3. Hotel sales isn’t really about selling. “I love to serve, and if you love to serve people and take care of people, then I really think we overthink it on sales. How can you serve a client? And how can you make sure you fulfill their needs? One client in particular that we’ve been dear friends for 20 years — it took her 15 years before she ever booked a piece of business with me, because I was never at the right hotel for her, and I would tell her that. There’s a couple of times she’s tried to bring me a piece of business and I’ve said, no, I am not the right fit, and all we will do is disappoint. It’s not about selling, it’s all about relationships. To me, my entire career has been about my credibility. If I can’t deliver and I lose that credibility with clients, then I’m done. And it’s the only thing I have to offer.”

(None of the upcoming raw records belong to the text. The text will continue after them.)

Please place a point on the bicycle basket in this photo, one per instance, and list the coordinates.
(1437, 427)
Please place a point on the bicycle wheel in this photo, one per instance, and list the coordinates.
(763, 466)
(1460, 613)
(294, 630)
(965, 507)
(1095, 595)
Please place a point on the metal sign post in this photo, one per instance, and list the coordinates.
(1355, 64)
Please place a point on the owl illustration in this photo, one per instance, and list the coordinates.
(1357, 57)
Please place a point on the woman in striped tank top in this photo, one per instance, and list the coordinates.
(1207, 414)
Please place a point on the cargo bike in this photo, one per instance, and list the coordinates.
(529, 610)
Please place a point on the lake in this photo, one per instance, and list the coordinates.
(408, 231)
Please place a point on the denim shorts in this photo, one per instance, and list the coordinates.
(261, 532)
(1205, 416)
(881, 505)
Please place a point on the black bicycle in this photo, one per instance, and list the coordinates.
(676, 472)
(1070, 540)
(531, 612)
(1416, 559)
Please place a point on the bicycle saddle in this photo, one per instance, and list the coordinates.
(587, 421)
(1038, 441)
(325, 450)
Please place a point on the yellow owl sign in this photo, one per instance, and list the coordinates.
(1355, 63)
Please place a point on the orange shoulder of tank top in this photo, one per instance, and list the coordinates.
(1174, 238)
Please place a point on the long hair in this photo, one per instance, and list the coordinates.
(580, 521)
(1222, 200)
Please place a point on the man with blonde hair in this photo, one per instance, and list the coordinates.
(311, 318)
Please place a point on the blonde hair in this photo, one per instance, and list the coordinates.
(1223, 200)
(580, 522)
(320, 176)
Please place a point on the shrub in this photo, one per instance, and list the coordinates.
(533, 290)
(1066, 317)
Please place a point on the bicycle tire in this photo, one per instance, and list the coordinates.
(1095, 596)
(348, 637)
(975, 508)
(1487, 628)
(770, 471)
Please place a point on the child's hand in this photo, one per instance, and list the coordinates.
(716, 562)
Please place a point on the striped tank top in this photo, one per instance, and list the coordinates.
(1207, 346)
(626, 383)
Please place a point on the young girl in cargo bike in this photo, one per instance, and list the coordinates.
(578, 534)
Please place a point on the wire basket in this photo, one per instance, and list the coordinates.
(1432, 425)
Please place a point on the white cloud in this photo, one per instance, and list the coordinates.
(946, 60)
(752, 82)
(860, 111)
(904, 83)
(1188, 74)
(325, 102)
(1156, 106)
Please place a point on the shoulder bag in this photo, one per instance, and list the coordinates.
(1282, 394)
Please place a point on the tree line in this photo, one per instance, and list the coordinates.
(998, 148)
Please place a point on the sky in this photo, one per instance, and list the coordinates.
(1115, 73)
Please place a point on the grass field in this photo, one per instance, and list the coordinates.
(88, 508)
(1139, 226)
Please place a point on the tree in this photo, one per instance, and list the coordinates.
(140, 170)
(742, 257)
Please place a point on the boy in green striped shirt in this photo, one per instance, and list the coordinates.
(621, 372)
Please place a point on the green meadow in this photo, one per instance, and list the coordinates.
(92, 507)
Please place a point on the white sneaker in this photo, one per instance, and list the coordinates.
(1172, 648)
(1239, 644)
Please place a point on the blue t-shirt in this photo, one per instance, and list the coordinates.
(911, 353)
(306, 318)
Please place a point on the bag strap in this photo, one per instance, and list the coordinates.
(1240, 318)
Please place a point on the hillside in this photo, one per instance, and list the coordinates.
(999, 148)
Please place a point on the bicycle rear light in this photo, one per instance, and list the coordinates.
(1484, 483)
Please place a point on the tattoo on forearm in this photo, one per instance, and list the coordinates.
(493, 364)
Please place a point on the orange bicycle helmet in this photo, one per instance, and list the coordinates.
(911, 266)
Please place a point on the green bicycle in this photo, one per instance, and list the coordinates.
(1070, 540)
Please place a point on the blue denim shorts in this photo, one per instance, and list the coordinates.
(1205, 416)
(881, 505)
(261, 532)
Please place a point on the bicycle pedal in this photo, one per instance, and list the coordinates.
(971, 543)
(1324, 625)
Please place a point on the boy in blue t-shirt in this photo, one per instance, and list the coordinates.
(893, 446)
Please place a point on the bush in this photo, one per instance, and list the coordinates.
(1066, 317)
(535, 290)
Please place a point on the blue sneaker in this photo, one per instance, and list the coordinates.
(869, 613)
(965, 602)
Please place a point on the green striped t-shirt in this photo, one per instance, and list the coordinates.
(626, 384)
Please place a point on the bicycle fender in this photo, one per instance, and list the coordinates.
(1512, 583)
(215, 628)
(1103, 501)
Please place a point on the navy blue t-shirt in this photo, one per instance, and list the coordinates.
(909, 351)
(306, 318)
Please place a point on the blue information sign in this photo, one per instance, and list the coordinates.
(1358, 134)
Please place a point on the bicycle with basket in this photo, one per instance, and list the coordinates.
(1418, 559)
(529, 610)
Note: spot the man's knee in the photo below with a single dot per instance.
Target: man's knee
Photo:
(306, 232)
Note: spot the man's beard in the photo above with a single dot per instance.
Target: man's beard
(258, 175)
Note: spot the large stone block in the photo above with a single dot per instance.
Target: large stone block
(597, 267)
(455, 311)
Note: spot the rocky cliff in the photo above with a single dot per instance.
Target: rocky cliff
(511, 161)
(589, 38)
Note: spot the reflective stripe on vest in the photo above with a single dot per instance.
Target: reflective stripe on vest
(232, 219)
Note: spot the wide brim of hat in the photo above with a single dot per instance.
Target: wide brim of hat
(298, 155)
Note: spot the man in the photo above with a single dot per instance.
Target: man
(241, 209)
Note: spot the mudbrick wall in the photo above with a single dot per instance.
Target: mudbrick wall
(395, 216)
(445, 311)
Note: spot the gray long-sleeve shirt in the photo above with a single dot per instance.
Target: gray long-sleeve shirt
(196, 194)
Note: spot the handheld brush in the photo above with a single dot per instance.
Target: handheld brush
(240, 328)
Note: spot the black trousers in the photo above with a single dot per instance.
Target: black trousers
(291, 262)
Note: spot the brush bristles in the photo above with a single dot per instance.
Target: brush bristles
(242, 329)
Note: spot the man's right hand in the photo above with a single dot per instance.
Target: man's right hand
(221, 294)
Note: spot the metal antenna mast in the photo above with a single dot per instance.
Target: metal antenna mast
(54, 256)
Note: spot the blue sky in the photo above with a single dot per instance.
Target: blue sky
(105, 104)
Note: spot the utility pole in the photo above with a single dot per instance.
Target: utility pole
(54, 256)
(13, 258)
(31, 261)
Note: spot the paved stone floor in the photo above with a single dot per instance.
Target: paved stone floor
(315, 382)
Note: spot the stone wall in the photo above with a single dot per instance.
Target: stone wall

4. Sales was the perfect background for a CEO role. “I approach my job a little differently than others, I think, in that I am still so engaged with our customers, our salespeople, and the process on a daily basis. I think sometimes we get separated from that as executives. I’m a big believer that I don’t like a love fest. Tell me how to improve and tell me how to improve the process. I don’t know how to help my salespeople more if I’m not that engaged. That has helped me tremendously in the role I have now, because I have 300 members, and I can assure you that I brought a great deal of confidence to their sales leadership right off the bat because they know I’ve sat in their chair. They know I completely understand what they’re going through every day. That to me is critical, because I think sometimes we get separated from it and you really don’t know what’s going on in the field.”
5. The pandemic has offered opportunities to build trust and community. “When we started shutting down the country, I’d been on the road and I was trying to get home, and I sent [ALHI employees] an email saying, everybody hold on, but it’s going to be okay. And they’re like, could you do a call because it would be nice to hear your voice and be able to talk about this? So, we had that call on a Friday, and from that moment, I said, we are going to have this call every day until we don’t. And we are still having that call today. It is an entire-company call, and the only thing we’ve done now in the last 90 days is change the cadence to three times a week versus five times a week. But we are still having this call to bring everyone together.
“It’s an opportunity to talk about the environment and have open discussions. They were looking at my cash flow before my owners did. I wanted them to understand exactly where we were as a company, so they don’t have to guess. I’m showing them exactly what’s happening and what’s not. All I got were emails saying, ‘Thank you. I’m glad to have a job. Thank you for being transparent.’ This is something I’ve learned as a leader: Absent the real story, people will create their own.
“And then the other piece of this was, there was so much noise in the industry, I ended up creating these client calls that I’m still doing right now. We have anywhere from 400 to 500 meeting planners that jump on with us every week. It’s explaining where we are with COVID, where we’re not with COVID, and what we’re hearing in the industry. Getting through the noise, because there’s so much chaos out there. We’ve built this community, and clients have kept saying, ‘Mike, your your weekly calls kept me from jumping off a ledge many times, because it was a calming voice.’ This was an opportunity, and it wasn’t planned. That’s the important part of how I’ve spent my career: It’s been organic, and I’ve tried to serve and fulfill needs.”